The geographical reach of the devastation wrought by these 12 detention centres was almost as alarming as the devastation itself. The Glasgow representative followed the Belfast one, then it was Exeter’s turn, then Cardiff, then Swansea, then Newport, Liverpool, Manchester, Leeds, Bradford, Rotherham, Sheffield, Dover, Newcastle, Bristol, London, Oxford, Malvern, Cheltenham, Slough, Birmingham, Coventry…on and on and on. Together, they formed a human map of suffering spanning the length and breadth of the British Isles. There was, however, a flip side to this regional-breakdown, as each representative also informed the rest of us what the local groups in their area were doing to support and protect individuals at risk. Representatives explained ‘signing-support’ mechanisms, signposted important info-hubs where groups could gather background on detention processes and their rights in immigration raids, and shared strategies for campaigning around reporting centre issues.
“Connections were made. Knowledge was disseminated. Networks were built.”
Soon, the hashtag #PeopleSupportingPeople was being used by those tweeting at the conference and resolve filled the room. ‘Solidarity’ was the word everyone sung to themselves when we went for the break.
The final session of the day explored local strategies to challenge national injustice, but it also left room for wider conversation about the complex causes of migration, the UK’s responsibility for these causes, and how to best to tackle ‘Fortress Europe’. In doing so, the debate which followed addressed some of those questions which had hung so heavy at the beginning of the conference and challenged the easy cynicism which I, and others working with migrants in the UK, have felt towards the recent surge in concern for refugees abroad.

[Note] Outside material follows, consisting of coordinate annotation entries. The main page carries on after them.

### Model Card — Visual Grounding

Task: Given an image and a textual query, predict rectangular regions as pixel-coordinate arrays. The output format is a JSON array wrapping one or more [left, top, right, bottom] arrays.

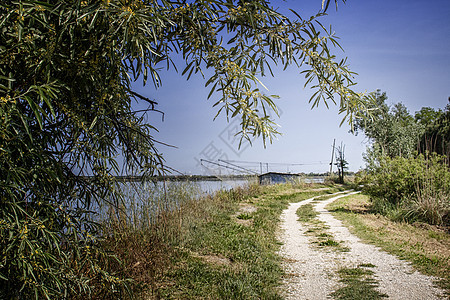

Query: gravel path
[[280, 193, 443, 300]]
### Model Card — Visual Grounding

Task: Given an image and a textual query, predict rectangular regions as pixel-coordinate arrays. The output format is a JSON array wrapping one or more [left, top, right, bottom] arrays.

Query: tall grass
[[365, 154, 450, 227]]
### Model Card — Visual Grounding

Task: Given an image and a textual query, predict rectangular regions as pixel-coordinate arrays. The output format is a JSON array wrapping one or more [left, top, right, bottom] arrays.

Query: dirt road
[[280, 192, 443, 300]]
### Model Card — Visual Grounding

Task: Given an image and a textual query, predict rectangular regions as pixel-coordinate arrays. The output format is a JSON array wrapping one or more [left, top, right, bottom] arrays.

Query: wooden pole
[[330, 139, 336, 176]]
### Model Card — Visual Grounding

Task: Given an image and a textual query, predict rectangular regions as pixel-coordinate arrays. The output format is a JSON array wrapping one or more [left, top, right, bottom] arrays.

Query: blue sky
[[135, 0, 450, 175]]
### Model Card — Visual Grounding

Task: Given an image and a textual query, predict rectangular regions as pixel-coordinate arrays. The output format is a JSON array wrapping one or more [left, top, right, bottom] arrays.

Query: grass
[[103, 180, 336, 299], [296, 195, 350, 252], [327, 194, 450, 296], [331, 264, 388, 300]]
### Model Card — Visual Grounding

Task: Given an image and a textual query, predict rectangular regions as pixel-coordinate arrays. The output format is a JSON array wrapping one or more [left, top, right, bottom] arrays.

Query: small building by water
[[258, 172, 300, 185]]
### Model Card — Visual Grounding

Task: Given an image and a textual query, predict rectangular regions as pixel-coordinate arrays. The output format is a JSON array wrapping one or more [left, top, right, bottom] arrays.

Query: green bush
[[365, 154, 450, 225]]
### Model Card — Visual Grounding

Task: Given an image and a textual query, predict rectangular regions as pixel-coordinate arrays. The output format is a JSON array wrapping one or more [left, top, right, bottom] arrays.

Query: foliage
[[415, 104, 450, 159], [364, 154, 450, 225], [0, 0, 368, 298], [354, 93, 424, 161], [335, 144, 348, 183], [326, 193, 450, 298]]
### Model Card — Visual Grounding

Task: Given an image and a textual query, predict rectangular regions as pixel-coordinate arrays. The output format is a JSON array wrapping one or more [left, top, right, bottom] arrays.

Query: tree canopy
[[0, 0, 367, 297]]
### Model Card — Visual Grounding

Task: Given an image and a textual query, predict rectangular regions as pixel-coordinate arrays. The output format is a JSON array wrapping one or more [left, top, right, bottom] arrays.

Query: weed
[[236, 213, 253, 220], [327, 194, 450, 295], [330, 265, 388, 300], [297, 203, 318, 222]]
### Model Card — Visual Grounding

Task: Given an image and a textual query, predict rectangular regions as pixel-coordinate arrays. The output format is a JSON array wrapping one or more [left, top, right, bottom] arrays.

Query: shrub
[[365, 154, 450, 225]]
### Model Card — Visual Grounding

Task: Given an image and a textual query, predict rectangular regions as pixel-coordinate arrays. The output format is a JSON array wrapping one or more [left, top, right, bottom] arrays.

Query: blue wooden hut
[[258, 172, 300, 184]]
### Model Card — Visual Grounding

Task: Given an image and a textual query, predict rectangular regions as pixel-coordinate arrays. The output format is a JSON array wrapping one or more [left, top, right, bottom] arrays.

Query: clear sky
[[130, 0, 450, 174]]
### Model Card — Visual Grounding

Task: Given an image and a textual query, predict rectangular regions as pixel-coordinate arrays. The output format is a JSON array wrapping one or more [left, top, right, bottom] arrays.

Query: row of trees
[[354, 93, 450, 166], [0, 0, 370, 299], [355, 93, 450, 225]]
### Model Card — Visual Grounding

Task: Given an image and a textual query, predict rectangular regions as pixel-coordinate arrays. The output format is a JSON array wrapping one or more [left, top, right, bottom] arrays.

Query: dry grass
[[327, 194, 450, 293]]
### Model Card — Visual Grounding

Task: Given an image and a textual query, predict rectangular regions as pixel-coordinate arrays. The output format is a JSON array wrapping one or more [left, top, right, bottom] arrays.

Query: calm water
[[94, 178, 323, 226]]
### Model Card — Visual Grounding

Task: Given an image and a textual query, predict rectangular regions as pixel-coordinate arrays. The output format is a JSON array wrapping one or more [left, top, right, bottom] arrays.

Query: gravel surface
[[280, 193, 443, 300]]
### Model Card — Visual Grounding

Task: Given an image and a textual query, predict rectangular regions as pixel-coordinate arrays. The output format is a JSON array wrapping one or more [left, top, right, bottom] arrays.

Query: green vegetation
[[327, 194, 450, 295], [364, 154, 450, 226], [137, 185, 334, 299], [331, 265, 388, 300], [297, 203, 318, 222], [296, 195, 349, 252], [355, 93, 450, 227], [0, 0, 370, 299]]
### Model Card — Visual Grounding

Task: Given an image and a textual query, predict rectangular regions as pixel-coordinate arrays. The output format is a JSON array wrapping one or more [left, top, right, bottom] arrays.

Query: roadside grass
[[327, 194, 450, 296], [330, 264, 388, 300], [296, 200, 350, 252], [151, 184, 334, 299]]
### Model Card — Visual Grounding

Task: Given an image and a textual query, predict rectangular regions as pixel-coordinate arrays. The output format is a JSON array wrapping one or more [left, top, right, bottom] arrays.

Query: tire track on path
[[280, 191, 443, 300]]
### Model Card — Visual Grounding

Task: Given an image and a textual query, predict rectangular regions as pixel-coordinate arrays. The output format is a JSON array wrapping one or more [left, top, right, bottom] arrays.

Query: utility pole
[[330, 139, 336, 176]]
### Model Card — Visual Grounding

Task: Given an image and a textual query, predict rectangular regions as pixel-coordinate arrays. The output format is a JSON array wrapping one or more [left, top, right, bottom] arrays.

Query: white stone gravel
[[280, 193, 444, 300]]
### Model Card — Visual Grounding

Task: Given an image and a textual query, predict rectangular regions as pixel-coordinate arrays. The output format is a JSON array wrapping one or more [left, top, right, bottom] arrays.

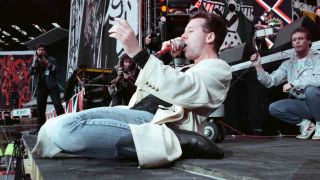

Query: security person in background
[[30, 44, 64, 127]]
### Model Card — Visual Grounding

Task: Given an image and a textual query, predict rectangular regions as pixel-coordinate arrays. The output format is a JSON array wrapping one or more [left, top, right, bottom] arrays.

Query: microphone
[[154, 38, 186, 57]]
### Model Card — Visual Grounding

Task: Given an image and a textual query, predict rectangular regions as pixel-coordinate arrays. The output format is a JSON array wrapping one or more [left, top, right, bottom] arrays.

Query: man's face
[[123, 59, 132, 69], [37, 47, 47, 57], [181, 18, 208, 62], [291, 32, 311, 53]]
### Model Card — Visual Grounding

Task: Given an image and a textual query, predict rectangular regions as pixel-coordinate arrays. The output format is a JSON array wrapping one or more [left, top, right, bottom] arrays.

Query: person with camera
[[29, 44, 64, 127], [108, 53, 139, 106], [250, 27, 320, 140], [32, 12, 232, 168]]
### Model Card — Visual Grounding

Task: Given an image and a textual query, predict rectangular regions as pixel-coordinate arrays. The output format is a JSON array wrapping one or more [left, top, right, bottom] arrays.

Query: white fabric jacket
[[130, 55, 232, 167], [33, 55, 232, 168]]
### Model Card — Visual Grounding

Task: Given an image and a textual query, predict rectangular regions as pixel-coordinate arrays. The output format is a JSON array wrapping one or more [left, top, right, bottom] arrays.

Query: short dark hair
[[291, 27, 312, 47], [190, 11, 228, 52]]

The truth is that there can be little doubt that the changing face of governmental rhetoric has been a response to the volatile nature of populism, otherwise equally capable of igniting scapegoating and xenophobia (as these headlines crudely demonstrate). But it would be a tragic mistake for those of us passionate about migrant rights to cynically dismiss the momentum that brought tens of thousands of people out onto the streets this weekend under the #RefugeesWelcome banner. Moving the conversation from ‘charity’ to ‘justice’ depends on our ability to harness that energy but also to stress the links between those desperately trying to reach the UK and those already here, desperately trying to survive. If this year’s Right to Remain conference taught me anything it’s that solidarity – between different social justice struggles, between different communities affected by immigration enforcement, between migrants wherever they are – will always be a necessary precursor to real, lasting change.